Dans leurs conclusions développées à l’audience, ils demandent au Tribunal de :
Vu les articles 1188 et 1592 du Code civil
A titre principal
* Constater l’erreur grossière commise par Monsieur [P] dans l’évaluation du prix de cession des parts sociales de la société KARRA OFFICE détenue par la société HSJC
* Annuler le rapport remis par Monsieur [P] le 22 mai 2024
* Débouter la société HSJC de l’ensemble de ses demandes
A titre subsidiaire
* Débouter la société HSJC de l’ensemble de ses demandes à l’encontre de M. [S] [V]

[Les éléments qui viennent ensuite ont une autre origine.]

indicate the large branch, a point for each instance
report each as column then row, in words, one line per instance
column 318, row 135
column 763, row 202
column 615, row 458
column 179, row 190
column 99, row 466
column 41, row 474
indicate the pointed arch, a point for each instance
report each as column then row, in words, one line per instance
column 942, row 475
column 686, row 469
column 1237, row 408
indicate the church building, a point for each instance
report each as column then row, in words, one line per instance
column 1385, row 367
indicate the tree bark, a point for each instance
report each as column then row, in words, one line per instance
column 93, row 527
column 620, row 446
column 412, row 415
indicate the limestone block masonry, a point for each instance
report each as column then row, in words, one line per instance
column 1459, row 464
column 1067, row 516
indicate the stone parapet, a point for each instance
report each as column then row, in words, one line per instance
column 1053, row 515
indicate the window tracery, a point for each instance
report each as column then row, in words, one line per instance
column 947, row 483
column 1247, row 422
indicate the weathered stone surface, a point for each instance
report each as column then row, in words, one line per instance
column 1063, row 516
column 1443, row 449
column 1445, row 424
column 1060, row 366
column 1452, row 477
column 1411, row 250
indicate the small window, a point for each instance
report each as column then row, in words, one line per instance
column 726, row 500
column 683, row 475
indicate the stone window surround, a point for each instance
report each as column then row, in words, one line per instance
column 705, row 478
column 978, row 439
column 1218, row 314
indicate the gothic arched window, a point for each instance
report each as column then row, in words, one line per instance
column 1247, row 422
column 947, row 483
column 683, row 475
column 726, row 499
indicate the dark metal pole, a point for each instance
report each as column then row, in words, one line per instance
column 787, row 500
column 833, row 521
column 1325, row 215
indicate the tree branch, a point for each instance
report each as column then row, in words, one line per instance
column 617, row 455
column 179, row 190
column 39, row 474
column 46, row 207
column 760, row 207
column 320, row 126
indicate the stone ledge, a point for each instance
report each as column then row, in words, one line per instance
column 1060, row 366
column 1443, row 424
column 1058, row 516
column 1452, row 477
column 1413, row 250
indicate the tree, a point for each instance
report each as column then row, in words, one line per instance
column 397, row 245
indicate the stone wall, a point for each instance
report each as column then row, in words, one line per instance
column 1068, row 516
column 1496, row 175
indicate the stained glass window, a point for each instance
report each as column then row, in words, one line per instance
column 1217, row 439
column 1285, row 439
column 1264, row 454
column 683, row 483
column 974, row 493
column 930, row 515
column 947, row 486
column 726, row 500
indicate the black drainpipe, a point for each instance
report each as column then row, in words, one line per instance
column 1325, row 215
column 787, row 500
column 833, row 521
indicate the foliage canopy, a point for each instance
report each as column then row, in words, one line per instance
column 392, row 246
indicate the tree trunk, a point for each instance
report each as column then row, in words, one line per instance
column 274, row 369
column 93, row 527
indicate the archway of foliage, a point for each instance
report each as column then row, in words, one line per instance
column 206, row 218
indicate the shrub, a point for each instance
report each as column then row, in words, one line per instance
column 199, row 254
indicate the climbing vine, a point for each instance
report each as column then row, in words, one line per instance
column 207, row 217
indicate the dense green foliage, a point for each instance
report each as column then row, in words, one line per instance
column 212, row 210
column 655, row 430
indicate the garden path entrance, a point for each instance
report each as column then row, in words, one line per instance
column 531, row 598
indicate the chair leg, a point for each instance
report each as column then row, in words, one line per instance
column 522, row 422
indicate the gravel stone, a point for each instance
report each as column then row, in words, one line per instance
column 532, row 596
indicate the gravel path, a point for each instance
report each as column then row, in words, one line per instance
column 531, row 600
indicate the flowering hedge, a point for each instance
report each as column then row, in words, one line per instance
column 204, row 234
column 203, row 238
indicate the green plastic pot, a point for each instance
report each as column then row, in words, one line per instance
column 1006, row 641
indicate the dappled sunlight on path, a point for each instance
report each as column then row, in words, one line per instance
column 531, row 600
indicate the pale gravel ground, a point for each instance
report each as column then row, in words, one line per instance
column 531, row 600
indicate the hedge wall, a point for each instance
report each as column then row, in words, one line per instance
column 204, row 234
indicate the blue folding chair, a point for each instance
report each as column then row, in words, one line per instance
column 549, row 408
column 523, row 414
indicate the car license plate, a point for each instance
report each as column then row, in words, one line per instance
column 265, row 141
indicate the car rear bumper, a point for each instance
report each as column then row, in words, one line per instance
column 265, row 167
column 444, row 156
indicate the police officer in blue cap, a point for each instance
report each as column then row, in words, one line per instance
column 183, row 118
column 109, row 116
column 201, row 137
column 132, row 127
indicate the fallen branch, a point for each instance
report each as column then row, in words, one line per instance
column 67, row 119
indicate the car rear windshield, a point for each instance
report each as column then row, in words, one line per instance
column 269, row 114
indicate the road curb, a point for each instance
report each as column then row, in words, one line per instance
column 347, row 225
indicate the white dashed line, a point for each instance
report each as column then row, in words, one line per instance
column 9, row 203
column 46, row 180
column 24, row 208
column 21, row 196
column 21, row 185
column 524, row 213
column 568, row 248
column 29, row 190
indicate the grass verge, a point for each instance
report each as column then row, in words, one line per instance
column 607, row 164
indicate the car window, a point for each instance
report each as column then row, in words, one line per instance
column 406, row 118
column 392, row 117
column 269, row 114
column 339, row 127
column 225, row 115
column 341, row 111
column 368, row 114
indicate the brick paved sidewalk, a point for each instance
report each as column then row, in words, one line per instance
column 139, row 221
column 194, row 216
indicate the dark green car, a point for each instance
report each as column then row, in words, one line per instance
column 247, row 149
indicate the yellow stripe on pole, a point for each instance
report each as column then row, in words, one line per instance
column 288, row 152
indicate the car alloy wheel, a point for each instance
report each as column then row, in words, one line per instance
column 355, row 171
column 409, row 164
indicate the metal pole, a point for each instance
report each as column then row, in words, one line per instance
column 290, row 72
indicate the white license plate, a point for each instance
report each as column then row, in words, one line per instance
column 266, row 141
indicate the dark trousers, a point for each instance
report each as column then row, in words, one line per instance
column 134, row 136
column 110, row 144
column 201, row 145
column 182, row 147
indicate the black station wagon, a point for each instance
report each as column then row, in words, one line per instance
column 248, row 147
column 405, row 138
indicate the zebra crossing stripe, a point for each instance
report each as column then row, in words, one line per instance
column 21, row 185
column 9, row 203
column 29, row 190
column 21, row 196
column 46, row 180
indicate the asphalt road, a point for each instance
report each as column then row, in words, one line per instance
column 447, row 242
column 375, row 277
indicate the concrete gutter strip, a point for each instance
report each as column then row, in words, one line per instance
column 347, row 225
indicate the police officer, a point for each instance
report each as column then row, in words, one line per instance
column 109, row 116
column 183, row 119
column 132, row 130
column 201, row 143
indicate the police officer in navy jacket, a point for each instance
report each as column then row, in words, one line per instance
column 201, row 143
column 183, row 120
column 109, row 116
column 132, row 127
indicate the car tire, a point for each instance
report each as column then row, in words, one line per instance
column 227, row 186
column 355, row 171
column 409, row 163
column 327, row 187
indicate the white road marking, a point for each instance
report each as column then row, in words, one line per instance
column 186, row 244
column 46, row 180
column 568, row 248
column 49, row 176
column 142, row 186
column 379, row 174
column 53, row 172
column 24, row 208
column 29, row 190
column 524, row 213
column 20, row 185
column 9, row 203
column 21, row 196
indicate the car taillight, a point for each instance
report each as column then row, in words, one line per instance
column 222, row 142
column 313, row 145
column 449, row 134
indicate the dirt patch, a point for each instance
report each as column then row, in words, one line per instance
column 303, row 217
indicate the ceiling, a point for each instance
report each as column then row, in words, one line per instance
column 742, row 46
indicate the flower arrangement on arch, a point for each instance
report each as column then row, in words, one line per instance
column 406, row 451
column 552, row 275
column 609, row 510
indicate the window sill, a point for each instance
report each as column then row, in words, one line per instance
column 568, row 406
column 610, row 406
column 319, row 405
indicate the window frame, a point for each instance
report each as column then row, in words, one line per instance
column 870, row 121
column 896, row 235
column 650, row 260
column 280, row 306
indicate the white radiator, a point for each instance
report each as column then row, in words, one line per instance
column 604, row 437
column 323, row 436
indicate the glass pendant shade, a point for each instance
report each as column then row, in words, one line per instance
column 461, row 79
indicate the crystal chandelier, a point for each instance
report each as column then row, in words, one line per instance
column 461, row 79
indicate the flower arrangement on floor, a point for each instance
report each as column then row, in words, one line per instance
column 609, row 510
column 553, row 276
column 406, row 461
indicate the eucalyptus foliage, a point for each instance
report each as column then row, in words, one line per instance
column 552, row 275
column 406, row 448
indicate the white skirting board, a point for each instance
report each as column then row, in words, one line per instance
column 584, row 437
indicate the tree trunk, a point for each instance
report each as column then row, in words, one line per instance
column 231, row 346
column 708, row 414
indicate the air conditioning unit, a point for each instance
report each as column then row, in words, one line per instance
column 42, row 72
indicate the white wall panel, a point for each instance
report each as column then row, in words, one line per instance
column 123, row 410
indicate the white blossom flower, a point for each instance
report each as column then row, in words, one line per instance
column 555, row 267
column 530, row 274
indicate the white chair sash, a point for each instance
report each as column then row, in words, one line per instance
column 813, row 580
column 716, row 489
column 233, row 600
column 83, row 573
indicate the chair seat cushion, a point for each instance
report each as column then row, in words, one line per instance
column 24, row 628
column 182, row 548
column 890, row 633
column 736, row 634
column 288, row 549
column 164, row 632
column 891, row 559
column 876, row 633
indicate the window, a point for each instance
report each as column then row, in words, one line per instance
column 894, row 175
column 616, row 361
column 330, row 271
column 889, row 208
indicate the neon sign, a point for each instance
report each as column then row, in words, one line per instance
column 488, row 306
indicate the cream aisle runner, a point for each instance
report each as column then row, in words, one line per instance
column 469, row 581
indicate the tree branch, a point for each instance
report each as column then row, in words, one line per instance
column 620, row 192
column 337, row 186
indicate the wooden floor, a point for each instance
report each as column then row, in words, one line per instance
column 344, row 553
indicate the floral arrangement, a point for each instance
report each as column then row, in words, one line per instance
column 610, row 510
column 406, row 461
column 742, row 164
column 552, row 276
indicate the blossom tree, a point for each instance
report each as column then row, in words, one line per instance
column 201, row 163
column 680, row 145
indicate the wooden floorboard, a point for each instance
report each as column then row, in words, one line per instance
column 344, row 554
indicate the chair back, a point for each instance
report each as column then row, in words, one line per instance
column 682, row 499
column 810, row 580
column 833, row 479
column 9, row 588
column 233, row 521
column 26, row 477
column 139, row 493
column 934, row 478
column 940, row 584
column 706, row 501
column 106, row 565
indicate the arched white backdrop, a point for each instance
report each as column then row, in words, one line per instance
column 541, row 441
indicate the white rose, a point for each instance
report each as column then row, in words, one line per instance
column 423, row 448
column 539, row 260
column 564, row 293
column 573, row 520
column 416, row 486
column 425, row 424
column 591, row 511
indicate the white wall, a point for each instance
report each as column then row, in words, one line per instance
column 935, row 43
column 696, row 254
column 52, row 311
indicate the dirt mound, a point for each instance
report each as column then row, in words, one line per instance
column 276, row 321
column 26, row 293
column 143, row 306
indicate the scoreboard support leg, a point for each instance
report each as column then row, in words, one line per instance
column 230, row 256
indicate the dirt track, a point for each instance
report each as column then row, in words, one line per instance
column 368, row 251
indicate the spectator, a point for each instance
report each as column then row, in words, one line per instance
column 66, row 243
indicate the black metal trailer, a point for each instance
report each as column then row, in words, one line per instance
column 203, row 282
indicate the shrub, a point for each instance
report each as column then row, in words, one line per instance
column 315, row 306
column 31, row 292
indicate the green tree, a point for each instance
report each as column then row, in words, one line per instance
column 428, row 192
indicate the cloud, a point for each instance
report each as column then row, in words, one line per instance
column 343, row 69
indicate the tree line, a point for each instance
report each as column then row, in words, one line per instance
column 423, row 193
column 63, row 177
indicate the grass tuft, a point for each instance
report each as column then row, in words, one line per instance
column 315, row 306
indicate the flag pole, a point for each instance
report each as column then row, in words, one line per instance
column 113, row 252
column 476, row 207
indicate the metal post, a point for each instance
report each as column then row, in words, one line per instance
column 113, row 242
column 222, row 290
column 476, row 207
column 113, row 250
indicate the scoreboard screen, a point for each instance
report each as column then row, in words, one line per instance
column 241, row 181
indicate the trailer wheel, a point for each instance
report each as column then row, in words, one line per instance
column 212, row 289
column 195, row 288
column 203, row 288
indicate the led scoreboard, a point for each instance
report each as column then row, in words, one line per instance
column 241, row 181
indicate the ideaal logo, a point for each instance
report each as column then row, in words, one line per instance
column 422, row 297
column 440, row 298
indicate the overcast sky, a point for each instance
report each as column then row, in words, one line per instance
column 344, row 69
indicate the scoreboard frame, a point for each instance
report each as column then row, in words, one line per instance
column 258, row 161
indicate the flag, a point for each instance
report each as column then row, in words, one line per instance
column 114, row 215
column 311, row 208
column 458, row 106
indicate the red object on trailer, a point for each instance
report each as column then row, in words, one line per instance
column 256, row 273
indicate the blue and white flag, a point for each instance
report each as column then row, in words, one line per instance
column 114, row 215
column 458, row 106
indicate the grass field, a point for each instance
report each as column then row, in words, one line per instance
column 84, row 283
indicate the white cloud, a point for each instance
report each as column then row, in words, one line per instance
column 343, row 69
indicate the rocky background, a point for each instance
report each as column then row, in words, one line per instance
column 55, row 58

* Débouter la société HSJC de sa demande tendant à ce que les condamnations prononcées soient assorties d’une astreinte
En tout état de cause
* Condamner la société HSJC au paiement de la somme de 15 000 euros au titre de l’article 700 du Code de procédure civile
* Condamner la société HSJC aux dépens.
Pour la société HSJC, en défense
Elle fait valoir ses moyens et arguments dans ses conclusions n° 1 signées et datées du 8 octobre 2024, auxquelles il convient de se reporter conformément à l’article 455 du Code de procédure civile.
Elle affirme que le rapport de l’expert n’est pas entaché d’erreur grossière, et qu’il n’y a pas lieu de le déclarer nul.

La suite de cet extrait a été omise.